Com a sua reeleição, o homem que em 2017 já tinha revolucionado o sistema político francês não garantiu apenas mais cinco anos no Palácio do Eliseu. Ao derrotar, pela segunda vez, Marine Le Pen – a candidata da extrema-direita xenófoba, antieuropeia e aliada de Vladimir Putin – , Emmanuel Macron ganhou, acima de tudo, três responsabilidades acrescidas e extremamente exigentes que, no final, irão marcar muito mais o seu lugar na História do que qualquer dos seus resultados eleitorais, por mais surpreendentes e concludentes que possam ter sido.

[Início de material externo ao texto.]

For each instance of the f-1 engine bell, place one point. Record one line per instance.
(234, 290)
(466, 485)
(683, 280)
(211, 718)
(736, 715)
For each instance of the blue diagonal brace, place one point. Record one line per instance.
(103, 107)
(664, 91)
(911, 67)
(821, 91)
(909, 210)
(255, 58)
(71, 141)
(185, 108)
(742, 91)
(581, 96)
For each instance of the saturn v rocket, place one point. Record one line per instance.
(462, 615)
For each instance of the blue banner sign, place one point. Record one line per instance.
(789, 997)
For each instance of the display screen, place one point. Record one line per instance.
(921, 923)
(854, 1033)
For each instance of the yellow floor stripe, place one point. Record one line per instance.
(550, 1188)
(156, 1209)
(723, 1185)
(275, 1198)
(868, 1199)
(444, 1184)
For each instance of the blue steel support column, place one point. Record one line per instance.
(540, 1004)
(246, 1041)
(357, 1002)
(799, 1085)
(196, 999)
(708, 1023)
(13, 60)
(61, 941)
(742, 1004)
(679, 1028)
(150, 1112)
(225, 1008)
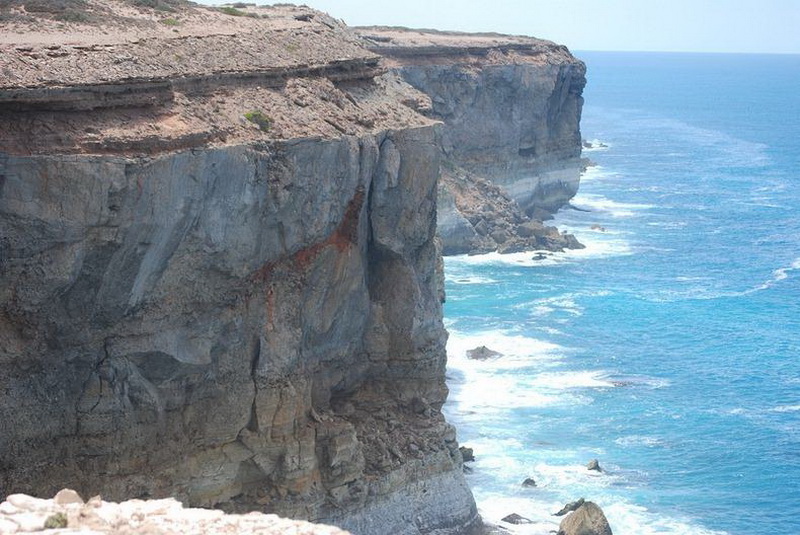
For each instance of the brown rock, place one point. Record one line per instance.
(482, 353)
(588, 519)
(514, 518)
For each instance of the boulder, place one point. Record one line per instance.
(467, 454)
(483, 353)
(514, 518)
(571, 506)
(588, 519)
(531, 229)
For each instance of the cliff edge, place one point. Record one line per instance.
(217, 267)
(219, 278)
(511, 108)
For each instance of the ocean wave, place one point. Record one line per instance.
(640, 440)
(786, 408)
(516, 349)
(596, 247)
(472, 279)
(596, 145)
(778, 275)
(597, 172)
(598, 203)
(571, 379)
(484, 396)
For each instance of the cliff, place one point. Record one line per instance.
(219, 278)
(511, 110)
(217, 268)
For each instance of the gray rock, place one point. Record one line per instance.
(514, 518)
(483, 353)
(588, 519)
(528, 140)
(467, 454)
(571, 506)
(149, 291)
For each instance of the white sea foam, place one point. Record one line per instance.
(516, 349)
(640, 440)
(778, 275)
(597, 146)
(597, 172)
(597, 246)
(567, 380)
(472, 279)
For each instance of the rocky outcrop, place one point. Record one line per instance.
(220, 287)
(511, 110)
(588, 519)
(68, 513)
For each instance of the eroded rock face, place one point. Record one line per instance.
(511, 109)
(588, 519)
(236, 314)
(249, 326)
(68, 513)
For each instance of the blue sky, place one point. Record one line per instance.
(664, 25)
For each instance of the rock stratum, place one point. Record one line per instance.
(511, 142)
(219, 278)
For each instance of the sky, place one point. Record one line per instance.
(756, 26)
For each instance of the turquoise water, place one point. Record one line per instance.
(669, 349)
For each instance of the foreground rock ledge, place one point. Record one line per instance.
(67, 512)
(218, 275)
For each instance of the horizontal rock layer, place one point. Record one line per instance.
(230, 292)
(511, 109)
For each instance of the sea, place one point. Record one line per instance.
(669, 348)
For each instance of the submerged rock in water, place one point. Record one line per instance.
(483, 353)
(571, 506)
(594, 464)
(588, 519)
(514, 518)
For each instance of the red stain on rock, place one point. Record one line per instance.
(345, 235)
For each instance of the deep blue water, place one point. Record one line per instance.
(669, 349)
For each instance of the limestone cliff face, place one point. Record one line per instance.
(511, 110)
(225, 290)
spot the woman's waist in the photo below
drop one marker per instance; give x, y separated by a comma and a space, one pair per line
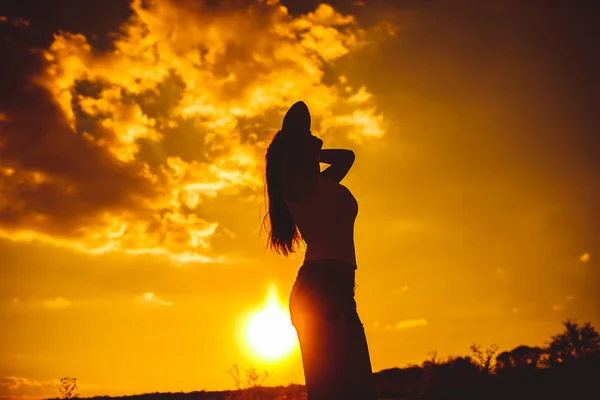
329, 271
342, 258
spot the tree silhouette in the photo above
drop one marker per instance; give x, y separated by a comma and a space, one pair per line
574, 343
484, 359
519, 357
68, 388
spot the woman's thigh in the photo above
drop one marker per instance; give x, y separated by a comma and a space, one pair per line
335, 356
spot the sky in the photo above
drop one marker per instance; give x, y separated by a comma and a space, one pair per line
132, 142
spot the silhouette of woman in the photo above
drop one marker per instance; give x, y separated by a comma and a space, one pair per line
305, 204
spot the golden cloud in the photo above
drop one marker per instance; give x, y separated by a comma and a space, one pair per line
411, 323
117, 150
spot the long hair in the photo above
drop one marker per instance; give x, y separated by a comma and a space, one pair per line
283, 234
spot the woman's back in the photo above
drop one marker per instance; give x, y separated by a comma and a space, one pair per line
325, 218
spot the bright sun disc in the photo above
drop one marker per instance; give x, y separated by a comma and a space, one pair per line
270, 332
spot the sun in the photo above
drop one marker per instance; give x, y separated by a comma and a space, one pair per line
269, 331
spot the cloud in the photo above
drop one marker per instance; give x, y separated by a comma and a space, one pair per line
151, 298
117, 150
34, 303
409, 323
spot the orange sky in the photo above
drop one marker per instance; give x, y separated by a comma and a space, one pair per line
131, 186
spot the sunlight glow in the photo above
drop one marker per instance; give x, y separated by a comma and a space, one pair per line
269, 332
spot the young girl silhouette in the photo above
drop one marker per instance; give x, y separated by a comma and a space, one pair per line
305, 204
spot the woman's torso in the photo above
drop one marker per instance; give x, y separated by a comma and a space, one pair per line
326, 222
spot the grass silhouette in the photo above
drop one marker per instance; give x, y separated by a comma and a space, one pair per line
566, 368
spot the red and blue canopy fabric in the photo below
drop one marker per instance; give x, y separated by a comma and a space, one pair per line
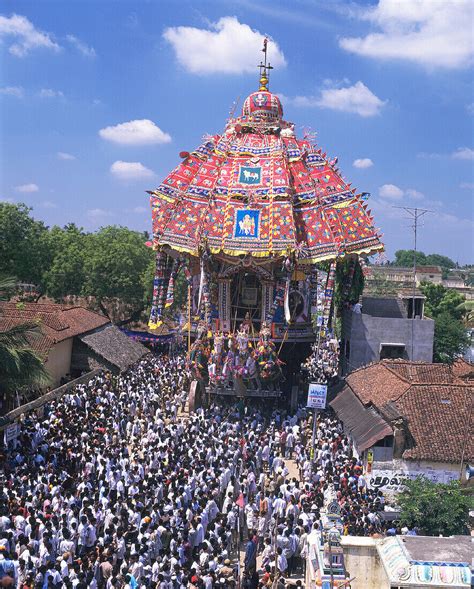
258, 190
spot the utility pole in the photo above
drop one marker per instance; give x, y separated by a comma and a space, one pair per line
414, 213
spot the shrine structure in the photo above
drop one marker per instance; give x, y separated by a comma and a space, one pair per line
248, 216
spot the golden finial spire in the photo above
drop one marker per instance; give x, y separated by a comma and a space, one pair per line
264, 68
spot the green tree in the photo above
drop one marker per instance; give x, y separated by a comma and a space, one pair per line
450, 338
65, 275
404, 258
116, 259
434, 508
22, 250
21, 367
440, 299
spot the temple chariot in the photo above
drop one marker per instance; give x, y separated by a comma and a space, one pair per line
249, 216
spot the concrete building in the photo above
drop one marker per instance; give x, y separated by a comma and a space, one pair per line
408, 562
407, 419
382, 327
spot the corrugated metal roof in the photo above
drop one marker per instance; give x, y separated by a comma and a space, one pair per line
115, 346
364, 425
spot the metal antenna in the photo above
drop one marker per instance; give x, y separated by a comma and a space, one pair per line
414, 213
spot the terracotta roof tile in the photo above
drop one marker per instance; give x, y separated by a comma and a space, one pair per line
57, 322
377, 384
463, 370
436, 404
422, 372
439, 418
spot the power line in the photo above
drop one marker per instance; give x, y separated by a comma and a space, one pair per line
414, 213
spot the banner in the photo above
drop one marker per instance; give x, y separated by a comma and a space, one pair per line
317, 394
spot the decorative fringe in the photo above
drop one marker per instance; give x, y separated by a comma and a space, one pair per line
174, 271
349, 278
329, 293
156, 314
277, 301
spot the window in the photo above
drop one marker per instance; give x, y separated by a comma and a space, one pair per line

Nos próximos cinco anos, Macron vai ter três tarefas ciclópicas pela frente: conseguir unir um país cada vez mais fraturado e dividido entre os extremos; encontrar alternativas que impeçam a extrema-direita de tomar o poder no final do seu mandato; e, finalmente, assumir-se como o líder forte, experiente e carismático da União Europeia, num dos momentos mais difíceis e decisivos da sua história.
No seu discurso de vitória, proferido no cenário emblemático dos Champs de Mars, Emmanuel Macron mostrou ter consciência dessa tripla responsabilidade. Em todos os momentos da sua intervenção, coreografada num palco com a Torre Eiffel como fundo, ele fez questão de ligar o destino de França ao da Europa e vincou o seu propósito de ser o Presidente de todos os franceses, não se esquecendo de referir os abstencionistas, os que votaram para derrotar a extrema-direita e também os eleitores de Marine Le Pen.
Macron sabe que ficou “preso” a uma maioria que, na verdade, não lhe pertence por inteiro. Depois da sua vitória triunfal, há cinco anos, ele percebeu depressa o peso da rejeição. Teve, em certa medida, cinco anos “amaldiçoados” – revolta dos “coletes amarelos”, incêndio da Notre-Dame, uma pandemia e até o regresso da guerra à Europa -, mas acabou por ser reeleito e, ainda por cima, sem ter que ir às urnas em “coabitação” com um governo da oposição, como sucedeu, por exemplo, com Mitterrand e Chirac.
Se o primeiro mandato foi difícil, Macron sabe que o segundo poderá ser ainda pior. “Os próximos cinco anos não serão tranquilos, mas serão históricos”, prometeu no seu discurso de vitória. Exatamente como, em 2017, então num cenário com a pirâmide do Museu do Louvre como fundo, havia proferido uma frase solene: “Farei de tudo para que os franceses não tenham mais motivos para votar nos partidos extremistas.” Desta vez, Macron sabe que não pode falhar.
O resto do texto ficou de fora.